Must be Apples fault.
@bimboliquido oh noes. Not self-plagiarism.
Let’s be honest this is Epic’s issue.
At the moment their statement basically read;
we may be running a bootleg marketplace, however it’s legal so deal with it.
Unfair for developers, lesson learnt hopefully! Don’t use an untrustworthy place, especially if this is Epic’s stance.
If Epic is allowing sellers to sell resource packs for bundling in games, and not vetting those, they need large clear copyright warnings in the buying process - and whoever sold the resource pack ought to be liable for damages from the original copyright holder AND their customers.

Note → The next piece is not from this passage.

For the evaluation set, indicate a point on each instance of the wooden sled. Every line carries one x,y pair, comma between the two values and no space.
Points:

Realistically, that middle-man is probably long gone with whatever profits they were able to realize, and another half-dozen fake identities trying to sell the same stolen stuff to another mark. When a developer tries to buy a resource pack, it could be a long time before they discover it's not legit (invalid copyright), which makes it hard for everyone - they likely can't get their money back from the seller or the marketplace, the content is probably hard to replace, and the original creator could be out potential sales and/or creative control of their own creation.
Theft sucks, and scammers preying on game developers are no better than scammers trying to part grandma from her life savings.
So the store can't check it but they expect small developers to do so? It's really strange that you can sell stolen stuff and not be held accountable.